Внезапно она прикусила свой палец, самоуверенное выражение полностью исчезло с ее лица.

— Все разговоры о том, что люди обладают путеводным светом… Это же не может быть правдой, верно?

— Полагаю, что нет. На мой взгляд, это лишь идея. Одни верят в нее, другие — нет.

— Вы не верите? — быстро спросила она.

— Нет.

— Очень рада. А вот моя мама верит. И дядя Пол говорит, что тоже верит, но я-то думаю, что он просто хочет ей угодить. Мой же папа и та тощая Чейри не верили, иначе чего ради стали бы они так смеяться по этому поводу? Но если мама верит в путеводный свет, то почему она проплакала целый день из-за смерти папы? — Понемногу ее большие серые глаза вновь приобрели прежнее, не по-детски рассудительное выражение. — Или, возможно, она плакала вовсе не из-за папы?..

Глава 3

Мне бы следовало показаться в конторе шерифа, но я этого не сделал. День был бесконечно хлопотным и долгим, да и вечер, по моим расчетам, предстоял не менее напряженным. Поэтому, выйдя из особняка на озере, я отправился к себе домой, поспал три часика, принял душ, побрился и облачился в только что полученный из чистки костюм. Перекусил холодным бифштексом по-татарски, который можно не разогревать. Конечно, это не так уж вкусно, но, уверяю вас, вполне съедобно. После этого, в ожидании восьми часов, приготовил себе послеобеденный стаканчик и сигареты.

Бросив придирчивый взгляд на свою обитель, я решил, что все в полном порядке. Две настольные лампы давали достаточно света, чтобы не натыкаться на расставленную повсюду мебель. Основную ставку я делал на стопку долгоиграющих пластинок, которые были отобраны мною за их возбуждающе-обольстительные качества. Транслируемая через пять динамиков музыка в моей гостиной как бы неслышно проникает в сознание и души людей, хотя им и кажется, будто они ее не слушают, зачаровывает их и подчиняет себе, вызывая у них далеко не платонические желания.

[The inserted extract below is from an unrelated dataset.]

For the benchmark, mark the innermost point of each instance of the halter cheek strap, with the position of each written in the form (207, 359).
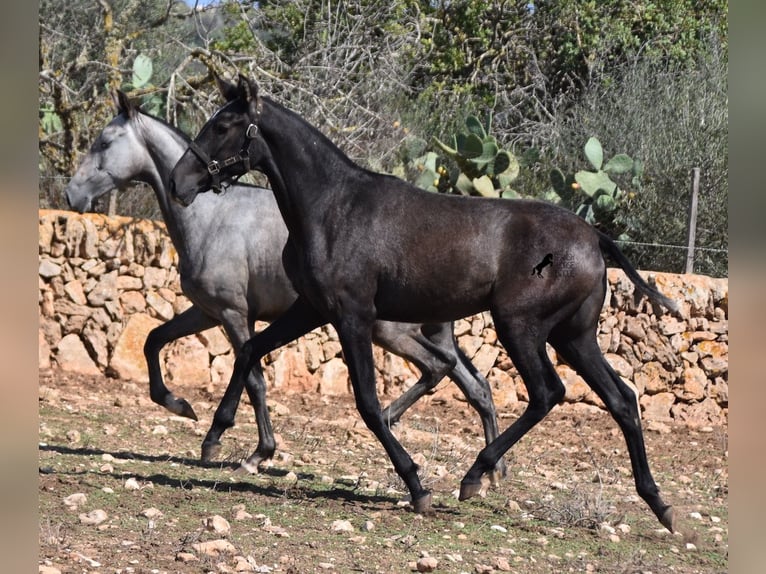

Дверной звонок раздался в пять минут сорок три секунды девятого. Секунды через две я отворил дверь и был буквально ослеплен серебристым сиянием. Я непроизвольно зажмурился, но даже при этом ощущал перед собой яркий свет.

— Зачем было останавливать выбор на мне? — заворчал я. — Если вам вздумалось поговорить с землянином, то почему бы не подыскать для этого известного ученого или какую-то другую знаменитость? Не станете же вы уверять меня, что проделали столь длинный путь из космоса ради разговора с простым копом?

— Исходящее от меня сияние выражает мою сущность, — со слабым вздохом произнес голос. — Вы к этому привыкнете.

Я снова осторожно открыл глаза, и серебристый свет материализовался в вечерний туалет из сверкающей парчи. В жизни не видел подобных платьев! Впрочем, оно было сшито вовсе не из парчи, как показалось мне сперва, а из чего-то похожего на переливающийся пластик. У него не было рукавов, зато имелась металлическая «молния» — от ворота до подола, не доходившего до колен. На ногах красовались нарядные серебряные туфельки, специально подобранные под столь эффектное одеяние. Светлые волосы были стянуты на шее наподобие огромного узла. Такая прическа ей шла, поскольку подчеркивала необычное строение ее скул. Сапфировые глаза лучились. Довольно большой рот говорил о неисчерпаемых запасах чувственности.

Короче, она была из тех гостей, которые мне нравились на своей родной планете. И мне было ровным счетом наплевать на то, завтракают или нет они с копами, потому что до утра у нас имелась еще целая ночь.

Она вошла в гостиную первой. Остановилась посередине, неторопливо все осмотрела, потом опустилась на кушетку.

— Уютно, — пробормотала она.

— Я приготовлю нам по стаканчику.

— Прекрасно.

Я сходил на кухню за выпивкой, затем присоединился к гостье на кушетке, но сел не слишком близко. Как говорят англичане, залетают в дом лишь боязливые птицы, и им нужно время освоиться.